Patrick Monroe says it’s a shame. He spent a lot of time at The Quality in the 80’s. It was owned then by Wayne Bell, a current Manchester selectboard member.
(Monroe) "There used to be a group of us who would meet in here, start the day and have coffee. Friday after work it was a gathering place for the whole town."
(Keese) Jill Kiernan, who brought her son, used to come with her grandmother. They’d sit in booths and order a chicken salad plate, called a ‘Humpty Dumpty.’
(Kiernan) "I love this place. I hope whoever gets it brings it back."
(Keese) Manchester banker Jim Comar literally grew up here. His grandmother started the restaurant in 1920. The family sold it in 1975 for $95,000.
(Comar) "It was more of a casual restaurant sort of an environment – square tables and wooden chairs and it was very neat and clean and presentable."
(Keese) He says the menu was uncomplicated, but good enough for Sunday dinner.
(Comar) "Hot turkey sandwiches and roast pork and lobster tail and turkey, those kinds of things. It was good. Yeah."
(Keese) When the bidders assembled, Manchester auctioneer Eric Nathan began.
(Nathan) "This is an auction today which is a judicial foreclosure, ordered by the Bennington Superior Court. And what I’d like to know now is what would somebody pay for. How much? Put a bid on it somebody we’re here to sell it. Somebody bid 300,000. Somebody bid 200,000 then. What would somebody pay?" (Woman) "$10,000."
(Keese) Nathan tabled the offer and worked the bidding up.
(Nathan) "The bid is then 220,000 once; 220,000 twice. And it is two hundred and twenty thousand. Thank you so much." (Applause)

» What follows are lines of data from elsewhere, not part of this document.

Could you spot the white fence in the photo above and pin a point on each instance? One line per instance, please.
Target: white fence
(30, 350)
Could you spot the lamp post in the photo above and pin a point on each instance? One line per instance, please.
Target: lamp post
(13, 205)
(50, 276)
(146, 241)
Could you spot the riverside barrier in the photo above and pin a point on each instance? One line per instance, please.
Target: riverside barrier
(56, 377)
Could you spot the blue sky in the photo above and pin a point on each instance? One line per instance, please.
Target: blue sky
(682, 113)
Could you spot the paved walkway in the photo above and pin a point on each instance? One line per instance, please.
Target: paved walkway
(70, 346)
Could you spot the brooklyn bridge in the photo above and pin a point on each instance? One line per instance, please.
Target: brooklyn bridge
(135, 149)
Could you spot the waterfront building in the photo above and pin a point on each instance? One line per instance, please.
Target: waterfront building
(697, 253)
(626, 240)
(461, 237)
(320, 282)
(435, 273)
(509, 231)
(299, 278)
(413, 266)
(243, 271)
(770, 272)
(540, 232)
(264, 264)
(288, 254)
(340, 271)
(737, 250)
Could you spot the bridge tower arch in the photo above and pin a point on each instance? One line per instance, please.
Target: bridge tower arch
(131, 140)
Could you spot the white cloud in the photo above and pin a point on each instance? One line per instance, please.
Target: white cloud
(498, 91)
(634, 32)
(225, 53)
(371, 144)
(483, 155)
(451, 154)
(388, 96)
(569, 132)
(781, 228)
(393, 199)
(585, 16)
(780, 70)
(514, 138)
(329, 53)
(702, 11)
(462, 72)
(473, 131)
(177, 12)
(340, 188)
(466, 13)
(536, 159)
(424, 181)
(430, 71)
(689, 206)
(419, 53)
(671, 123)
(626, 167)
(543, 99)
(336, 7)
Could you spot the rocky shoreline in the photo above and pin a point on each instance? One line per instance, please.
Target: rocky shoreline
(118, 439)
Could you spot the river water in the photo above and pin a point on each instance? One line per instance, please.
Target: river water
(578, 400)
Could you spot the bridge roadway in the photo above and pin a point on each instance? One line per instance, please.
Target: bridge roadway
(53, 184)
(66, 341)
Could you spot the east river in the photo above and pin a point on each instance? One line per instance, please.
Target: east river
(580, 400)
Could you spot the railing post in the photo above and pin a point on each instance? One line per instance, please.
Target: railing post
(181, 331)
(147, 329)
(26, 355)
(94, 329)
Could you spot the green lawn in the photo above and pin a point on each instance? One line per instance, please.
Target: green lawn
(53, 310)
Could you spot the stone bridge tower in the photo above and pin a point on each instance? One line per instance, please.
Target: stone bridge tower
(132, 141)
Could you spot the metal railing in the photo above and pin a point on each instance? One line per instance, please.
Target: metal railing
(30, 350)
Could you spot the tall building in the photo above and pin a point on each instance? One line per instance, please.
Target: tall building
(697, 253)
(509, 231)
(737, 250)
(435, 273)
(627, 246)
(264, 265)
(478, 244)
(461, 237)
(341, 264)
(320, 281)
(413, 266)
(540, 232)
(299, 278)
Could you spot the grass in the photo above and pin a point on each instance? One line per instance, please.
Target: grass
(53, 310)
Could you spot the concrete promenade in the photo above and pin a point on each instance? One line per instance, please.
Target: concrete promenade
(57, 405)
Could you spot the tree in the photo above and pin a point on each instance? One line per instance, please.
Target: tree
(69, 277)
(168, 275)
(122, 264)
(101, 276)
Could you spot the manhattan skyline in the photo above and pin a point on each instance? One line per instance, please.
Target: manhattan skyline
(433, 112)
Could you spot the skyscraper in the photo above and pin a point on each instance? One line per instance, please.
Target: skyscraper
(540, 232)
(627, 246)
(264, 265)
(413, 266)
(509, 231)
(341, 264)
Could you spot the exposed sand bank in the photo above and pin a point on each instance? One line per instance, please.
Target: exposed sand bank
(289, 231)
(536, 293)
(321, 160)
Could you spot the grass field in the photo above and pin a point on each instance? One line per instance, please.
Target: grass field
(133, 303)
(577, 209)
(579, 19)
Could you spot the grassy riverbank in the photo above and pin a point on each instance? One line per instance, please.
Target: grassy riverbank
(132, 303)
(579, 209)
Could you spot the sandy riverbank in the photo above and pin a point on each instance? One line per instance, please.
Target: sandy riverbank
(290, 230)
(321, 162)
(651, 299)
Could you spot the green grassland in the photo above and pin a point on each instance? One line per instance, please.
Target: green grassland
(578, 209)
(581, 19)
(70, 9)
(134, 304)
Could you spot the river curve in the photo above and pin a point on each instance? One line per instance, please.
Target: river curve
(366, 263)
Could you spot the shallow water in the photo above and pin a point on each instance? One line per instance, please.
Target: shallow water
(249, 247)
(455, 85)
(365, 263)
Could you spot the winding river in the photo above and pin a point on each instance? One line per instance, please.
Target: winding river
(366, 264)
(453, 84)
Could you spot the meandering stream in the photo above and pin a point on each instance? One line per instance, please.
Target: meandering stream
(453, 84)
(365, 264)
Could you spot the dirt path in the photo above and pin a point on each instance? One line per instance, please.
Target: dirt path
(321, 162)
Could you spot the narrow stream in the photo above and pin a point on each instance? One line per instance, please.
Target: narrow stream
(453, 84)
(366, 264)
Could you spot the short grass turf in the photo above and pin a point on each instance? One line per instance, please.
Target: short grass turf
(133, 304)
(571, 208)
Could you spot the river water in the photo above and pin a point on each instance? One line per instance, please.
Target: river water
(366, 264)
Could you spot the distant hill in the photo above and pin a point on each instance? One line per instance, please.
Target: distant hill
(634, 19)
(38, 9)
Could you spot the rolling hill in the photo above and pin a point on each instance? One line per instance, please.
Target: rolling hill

(Keese) The winner is Michael Schozer of Winhall. He says his wife wants to open an art gallery in part of the building. He’ll also rent space out, maybe to a small eatery.
Eric Nathan, the auctioneer, says the region’s commercial health isn’t that bad, though certain sectors are having problems. He says he’s sold several inns, motels and restaurants recently.
(Nathan) "And – they sell at auction, I mean we do sell them. And there really is a bright side of this in my view. And that is that with the adjustment in pricing, and it’s not uncommon for an auction to actually determine what that might be. It affords an opportunity for somebody to come in and buy it at a price where they can have a manageable level of debt."
(Keese) And Nathan says that will allow the business – and the economy — to move in the right direction.
For VPR News, I’m Susan Keese in Manchester.